Re: Baroness von Knyphausen's illegitimate child
Date: 2025-06-27 03:02 pm (UTC)Re: Baroness von Knyphausen's illegitimate child
Date: 2025-06-27 03:09 pm (UTC)Re: Baroness von Knyphausen's illegitimate child
Date: 2025-06-28 11:19 am (UTC)If you catch women early enough in their childbearing years, you can get a lot of kids out of them every 1-2 years! If, you know, they don't die in childbirth or have their organs ruined entirely*. I'm reminded of one of my great-grandmothers, who got started at age 14 and had 15 children live to adulthood, plus a few die as babies. I don't have birthdates, but she must have been doing the "3 kids in 4 years" thing numerous times.

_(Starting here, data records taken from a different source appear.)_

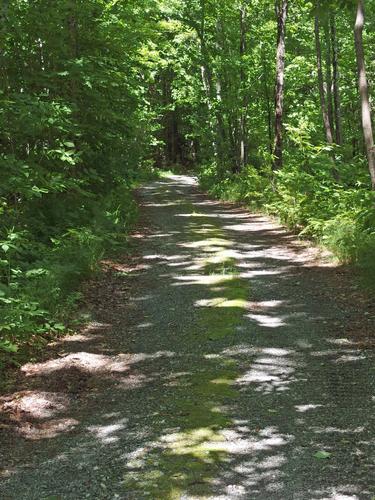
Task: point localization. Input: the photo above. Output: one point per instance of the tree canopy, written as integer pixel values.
(268, 100)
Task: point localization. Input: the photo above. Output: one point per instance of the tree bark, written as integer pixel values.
(363, 90)
(281, 15)
(329, 76)
(336, 82)
(326, 121)
(243, 124)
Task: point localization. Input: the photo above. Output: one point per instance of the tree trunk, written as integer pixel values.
(329, 76)
(243, 127)
(336, 82)
(363, 90)
(326, 122)
(281, 15)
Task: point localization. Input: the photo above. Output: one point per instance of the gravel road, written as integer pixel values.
(223, 364)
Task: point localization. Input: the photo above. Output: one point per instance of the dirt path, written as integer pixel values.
(220, 364)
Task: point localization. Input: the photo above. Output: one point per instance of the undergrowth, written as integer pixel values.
(45, 258)
(338, 214)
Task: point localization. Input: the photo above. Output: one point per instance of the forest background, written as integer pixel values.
(266, 101)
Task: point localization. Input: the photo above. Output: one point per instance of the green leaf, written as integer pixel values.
(8, 346)
(322, 455)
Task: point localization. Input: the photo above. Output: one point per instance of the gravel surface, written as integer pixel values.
(224, 364)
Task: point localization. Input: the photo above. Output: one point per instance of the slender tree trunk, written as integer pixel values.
(363, 90)
(336, 82)
(329, 76)
(281, 15)
(243, 127)
(326, 121)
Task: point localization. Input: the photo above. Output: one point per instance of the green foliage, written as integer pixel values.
(76, 134)
(338, 215)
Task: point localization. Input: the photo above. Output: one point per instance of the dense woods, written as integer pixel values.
(268, 101)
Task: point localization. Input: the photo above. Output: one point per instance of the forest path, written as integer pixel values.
(225, 371)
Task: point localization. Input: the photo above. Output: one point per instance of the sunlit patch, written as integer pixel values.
(308, 407)
(267, 321)
(108, 433)
(208, 245)
(48, 429)
(198, 443)
(222, 302)
(38, 405)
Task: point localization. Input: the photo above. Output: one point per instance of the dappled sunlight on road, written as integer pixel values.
(219, 376)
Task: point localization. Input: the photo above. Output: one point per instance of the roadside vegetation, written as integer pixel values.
(270, 106)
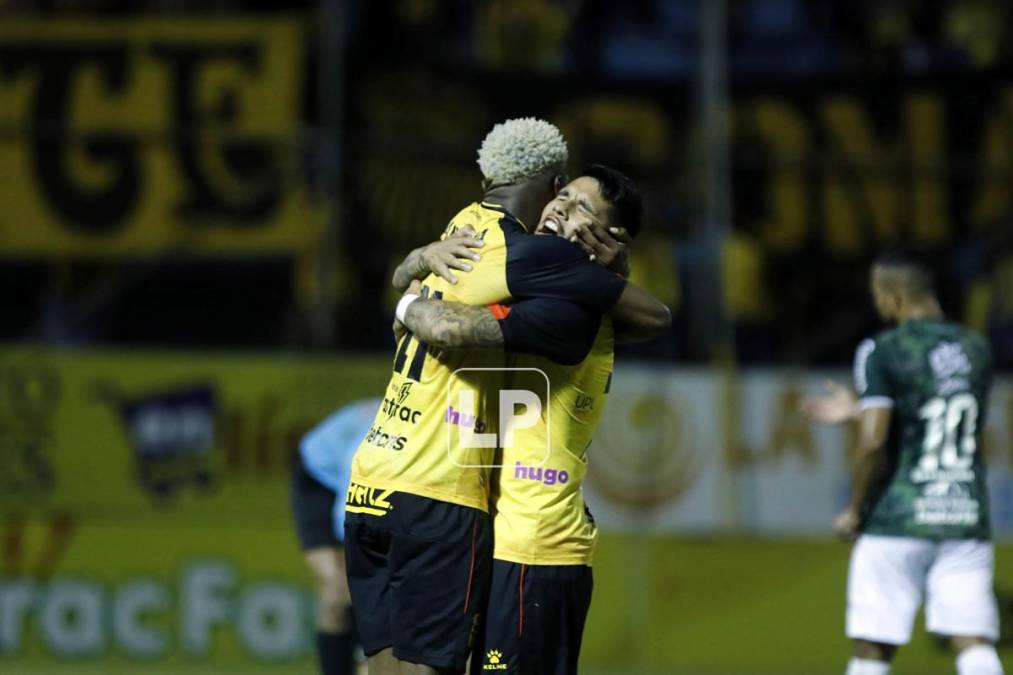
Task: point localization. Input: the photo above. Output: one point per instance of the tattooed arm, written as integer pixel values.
(439, 257)
(448, 325)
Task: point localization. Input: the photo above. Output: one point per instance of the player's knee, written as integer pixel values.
(333, 608)
(869, 651)
(978, 657)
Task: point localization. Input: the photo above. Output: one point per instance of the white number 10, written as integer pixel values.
(942, 448)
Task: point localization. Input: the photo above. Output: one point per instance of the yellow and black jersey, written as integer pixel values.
(538, 508)
(432, 434)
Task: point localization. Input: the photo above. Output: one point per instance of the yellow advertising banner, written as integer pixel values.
(145, 507)
(150, 136)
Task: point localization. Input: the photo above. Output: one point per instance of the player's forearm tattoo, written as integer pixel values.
(450, 324)
(411, 268)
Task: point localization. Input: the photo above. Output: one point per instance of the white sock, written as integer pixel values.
(979, 660)
(866, 667)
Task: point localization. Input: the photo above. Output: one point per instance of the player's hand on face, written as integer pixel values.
(605, 245)
(454, 252)
(839, 404)
(846, 525)
(400, 330)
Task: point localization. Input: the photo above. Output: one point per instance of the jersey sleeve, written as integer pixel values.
(560, 330)
(871, 378)
(540, 266)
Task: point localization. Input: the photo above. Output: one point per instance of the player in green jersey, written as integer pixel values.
(919, 510)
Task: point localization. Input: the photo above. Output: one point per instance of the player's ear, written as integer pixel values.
(558, 181)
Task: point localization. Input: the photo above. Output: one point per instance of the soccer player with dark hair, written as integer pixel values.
(919, 511)
(417, 529)
(544, 535)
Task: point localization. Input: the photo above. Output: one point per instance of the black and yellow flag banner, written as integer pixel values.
(144, 137)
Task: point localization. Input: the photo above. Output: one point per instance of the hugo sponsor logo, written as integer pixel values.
(549, 476)
(363, 499)
(463, 420)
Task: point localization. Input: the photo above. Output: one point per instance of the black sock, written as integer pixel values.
(334, 653)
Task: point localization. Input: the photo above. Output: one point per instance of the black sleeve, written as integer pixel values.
(540, 266)
(560, 330)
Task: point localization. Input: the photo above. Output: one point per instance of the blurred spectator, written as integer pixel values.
(521, 34)
(978, 28)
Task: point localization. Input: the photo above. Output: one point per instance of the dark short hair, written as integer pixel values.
(621, 194)
(915, 268)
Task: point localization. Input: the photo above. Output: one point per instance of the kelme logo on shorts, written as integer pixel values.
(493, 661)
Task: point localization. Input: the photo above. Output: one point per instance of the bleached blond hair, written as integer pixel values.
(519, 149)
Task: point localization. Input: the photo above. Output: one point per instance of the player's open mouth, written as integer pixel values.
(550, 224)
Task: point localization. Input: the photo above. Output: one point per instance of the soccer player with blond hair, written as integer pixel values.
(417, 527)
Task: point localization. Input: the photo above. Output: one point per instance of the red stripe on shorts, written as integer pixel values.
(520, 623)
(471, 571)
(499, 311)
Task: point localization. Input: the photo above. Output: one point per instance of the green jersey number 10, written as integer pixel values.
(950, 427)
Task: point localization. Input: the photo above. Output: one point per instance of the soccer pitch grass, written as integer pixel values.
(688, 606)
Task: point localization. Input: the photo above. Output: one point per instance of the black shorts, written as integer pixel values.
(313, 508)
(535, 619)
(418, 573)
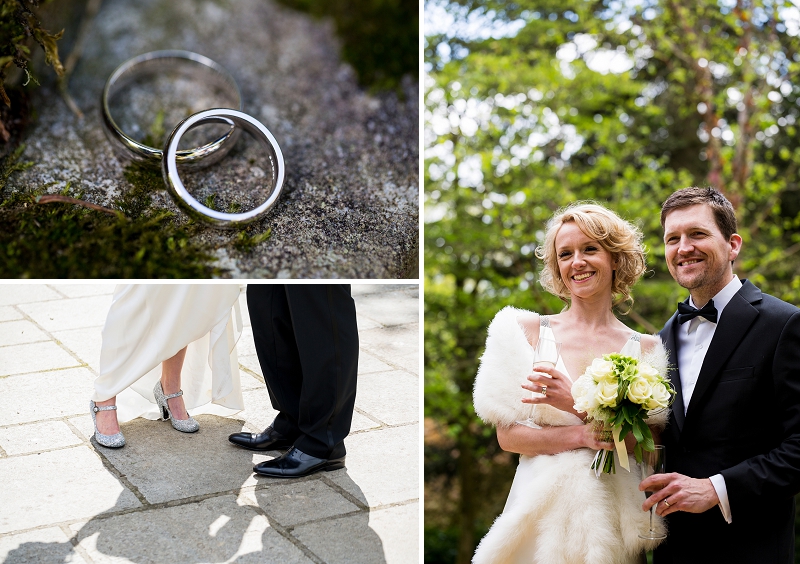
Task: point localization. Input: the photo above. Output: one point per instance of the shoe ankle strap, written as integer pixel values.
(178, 394)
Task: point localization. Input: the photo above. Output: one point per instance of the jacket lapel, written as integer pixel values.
(735, 321)
(670, 342)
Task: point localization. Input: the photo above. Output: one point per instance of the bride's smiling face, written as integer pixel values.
(586, 268)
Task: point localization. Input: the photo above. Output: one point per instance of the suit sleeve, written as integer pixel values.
(775, 474)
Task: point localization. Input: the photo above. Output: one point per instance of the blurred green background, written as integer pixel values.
(531, 105)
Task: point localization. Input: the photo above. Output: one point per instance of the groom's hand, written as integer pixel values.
(681, 493)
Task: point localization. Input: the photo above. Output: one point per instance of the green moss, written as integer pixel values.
(246, 243)
(69, 241)
(379, 37)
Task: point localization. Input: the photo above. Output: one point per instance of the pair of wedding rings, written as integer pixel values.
(200, 68)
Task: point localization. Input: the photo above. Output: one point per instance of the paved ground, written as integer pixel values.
(170, 497)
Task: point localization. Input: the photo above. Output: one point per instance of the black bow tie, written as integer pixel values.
(687, 312)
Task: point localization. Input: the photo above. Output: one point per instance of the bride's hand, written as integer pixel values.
(559, 389)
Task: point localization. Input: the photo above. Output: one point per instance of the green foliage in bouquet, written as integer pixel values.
(18, 25)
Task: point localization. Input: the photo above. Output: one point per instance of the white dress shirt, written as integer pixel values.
(694, 337)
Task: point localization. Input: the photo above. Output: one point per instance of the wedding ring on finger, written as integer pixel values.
(182, 197)
(197, 68)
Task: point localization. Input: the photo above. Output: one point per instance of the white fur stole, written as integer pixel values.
(558, 511)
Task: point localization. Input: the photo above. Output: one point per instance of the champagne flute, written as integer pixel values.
(652, 463)
(545, 355)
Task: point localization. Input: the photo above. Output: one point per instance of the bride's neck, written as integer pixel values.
(590, 315)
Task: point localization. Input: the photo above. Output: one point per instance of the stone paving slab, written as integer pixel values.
(83, 290)
(212, 530)
(34, 357)
(388, 532)
(16, 294)
(19, 332)
(370, 363)
(41, 545)
(22, 399)
(296, 502)
(34, 437)
(395, 407)
(70, 314)
(8, 313)
(385, 465)
(83, 488)
(400, 343)
(169, 496)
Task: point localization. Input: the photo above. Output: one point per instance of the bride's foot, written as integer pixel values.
(166, 402)
(107, 419)
(104, 433)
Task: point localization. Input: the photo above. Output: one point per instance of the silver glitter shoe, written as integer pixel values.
(111, 441)
(182, 425)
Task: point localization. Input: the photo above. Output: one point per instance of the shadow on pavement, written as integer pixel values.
(281, 521)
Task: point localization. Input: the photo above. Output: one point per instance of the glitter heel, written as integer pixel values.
(182, 425)
(111, 441)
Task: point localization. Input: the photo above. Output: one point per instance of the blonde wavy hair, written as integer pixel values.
(620, 238)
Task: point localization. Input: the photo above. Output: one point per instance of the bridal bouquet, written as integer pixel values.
(618, 392)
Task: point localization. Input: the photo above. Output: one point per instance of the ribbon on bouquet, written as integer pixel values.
(622, 452)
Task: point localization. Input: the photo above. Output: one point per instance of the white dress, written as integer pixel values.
(558, 511)
(150, 323)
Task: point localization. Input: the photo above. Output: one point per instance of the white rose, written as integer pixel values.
(583, 393)
(648, 373)
(659, 398)
(606, 393)
(639, 391)
(602, 370)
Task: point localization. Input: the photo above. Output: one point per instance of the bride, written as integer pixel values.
(558, 511)
(159, 339)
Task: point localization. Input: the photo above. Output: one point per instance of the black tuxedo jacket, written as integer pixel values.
(743, 422)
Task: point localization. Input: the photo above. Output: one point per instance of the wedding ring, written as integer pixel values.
(196, 67)
(169, 167)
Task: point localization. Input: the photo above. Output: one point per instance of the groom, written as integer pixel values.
(733, 439)
(306, 339)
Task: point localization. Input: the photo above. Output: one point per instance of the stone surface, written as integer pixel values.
(18, 332)
(32, 397)
(83, 290)
(173, 497)
(400, 343)
(8, 313)
(213, 530)
(297, 502)
(41, 545)
(392, 397)
(35, 437)
(388, 535)
(399, 458)
(15, 294)
(165, 465)
(30, 497)
(70, 314)
(350, 203)
(33, 357)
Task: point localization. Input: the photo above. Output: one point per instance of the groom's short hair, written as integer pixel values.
(719, 204)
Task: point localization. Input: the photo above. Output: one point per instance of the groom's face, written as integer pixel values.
(698, 255)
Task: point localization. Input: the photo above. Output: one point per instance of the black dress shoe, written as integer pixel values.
(270, 439)
(296, 464)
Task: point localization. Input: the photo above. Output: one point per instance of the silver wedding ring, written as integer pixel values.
(196, 67)
(182, 197)
(192, 65)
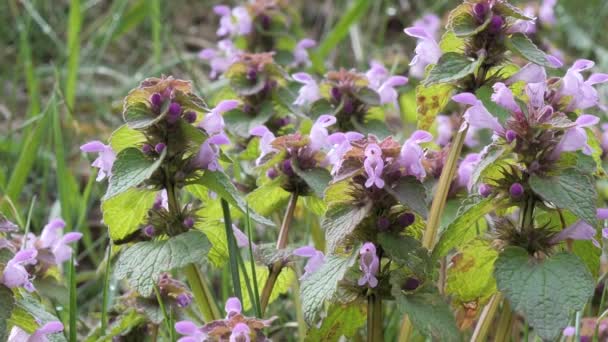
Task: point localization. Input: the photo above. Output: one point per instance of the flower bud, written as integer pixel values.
(188, 222)
(272, 173)
(383, 223)
(190, 116)
(159, 148)
(156, 99)
(148, 231)
(510, 136)
(516, 190)
(485, 190)
(496, 24)
(406, 220)
(147, 148)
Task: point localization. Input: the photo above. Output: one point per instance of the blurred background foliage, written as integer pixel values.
(66, 65)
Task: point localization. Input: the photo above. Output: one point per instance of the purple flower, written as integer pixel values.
(191, 331)
(266, 139)
(465, 170)
(319, 134)
(213, 123)
(235, 22)
(369, 265)
(504, 97)
(300, 53)
(19, 335)
(575, 138)
(410, 158)
(341, 144)
(581, 93)
(222, 58)
(546, 12)
(477, 115)
(15, 274)
(309, 92)
(427, 50)
(104, 161)
(315, 261)
(208, 154)
(374, 165)
(233, 307)
(52, 239)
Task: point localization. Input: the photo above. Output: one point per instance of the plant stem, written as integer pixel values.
(432, 226)
(485, 320)
(374, 318)
(202, 294)
(503, 331)
(233, 251)
(276, 268)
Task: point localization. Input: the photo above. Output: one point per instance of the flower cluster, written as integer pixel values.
(235, 327)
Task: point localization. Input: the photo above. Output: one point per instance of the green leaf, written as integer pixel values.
(463, 228)
(452, 66)
(570, 189)
(29, 314)
(219, 183)
(139, 116)
(341, 320)
(131, 168)
(125, 213)
(340, 222)
(7, 302)
(428, 311)
(142, 263)
(523, 46)
(407, 251)
(546, 291)
(367, 96)
(322, 285)
(470, 275)
(411, 193)
(430, 101)
(316, 178)
(124, 137)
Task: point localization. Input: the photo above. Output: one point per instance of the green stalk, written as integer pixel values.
(437, 207)
(503, 332)
(202, 294)
(73, 304)
(233, 250)
(486, 319)
(106, 287)
(374, 318)
(275, 270)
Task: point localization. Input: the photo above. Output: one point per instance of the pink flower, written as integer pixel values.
(15, 274)
(235, 22)
(575, 138)
(319, 134)
(266, 139)
(309, 92)
(427, 50)
(19, 335)
(104, 161)
(222, 58)
(477, 115)
(341, 143)
(410, 158)
(300, 53)
(582, 93)
(315, 261)
(240, 333)
(374, 165)
(191, 331)
(369, 265)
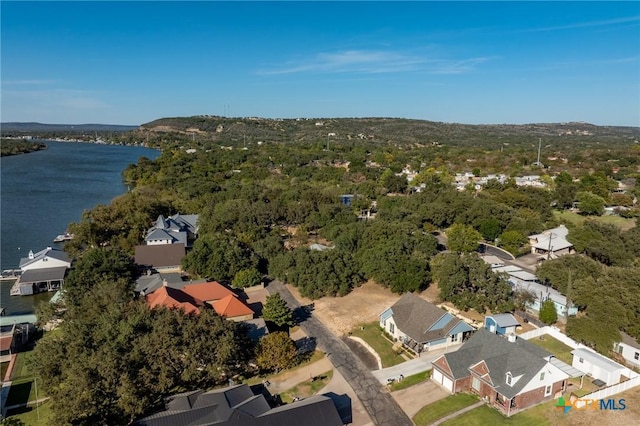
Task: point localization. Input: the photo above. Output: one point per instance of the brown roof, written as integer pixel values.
(231, 307)
(207, 292)
(160, 256)
(172, 299)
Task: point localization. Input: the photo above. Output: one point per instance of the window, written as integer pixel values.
(475, 383)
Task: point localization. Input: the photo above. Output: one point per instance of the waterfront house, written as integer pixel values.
(422, 326)
(629, 349)
(162, 258)
(176, 229)
(508, 372)
(237, 405)
(194, 297)
(41, 271)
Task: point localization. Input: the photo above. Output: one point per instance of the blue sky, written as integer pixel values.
(466, 62)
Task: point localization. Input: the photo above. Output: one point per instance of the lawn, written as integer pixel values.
(485, 415)
(307, 388)
(43, 415)
(309, 359)
(437, 410)
(556, 347)
(372, 334)
(409, 381)
(23, 387)
(575, 218)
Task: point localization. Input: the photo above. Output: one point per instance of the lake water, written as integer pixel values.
(42, 192)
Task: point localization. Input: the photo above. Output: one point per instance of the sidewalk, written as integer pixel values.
(458, 413)
(414, 366)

* Not that she was married young (22), but I still wonder how Wilhelmine managed to get pregnant within about 10 days of her wedding and then never again, despite a loving marriage. Organ damage is still my best explanation.
Btw, I got curious and looked it up, and Marie Louise of Savoy, wife of Philip "the Frog" V, despite being married at 12, at least didn't start having children until she was 18. Not for lack of sex: she didn't want to consummate the marriage on her wedding night, and Philip wasn't going to make her, but when Grandpa Louis XIV found out, he was all, "No, you SHOW her who's boss! You rape that child!" (essentially) And then they did start having sex shortly thereafter.
In other words, our days of being stupendously grateful we don't live in the past are certainly coming to a middle.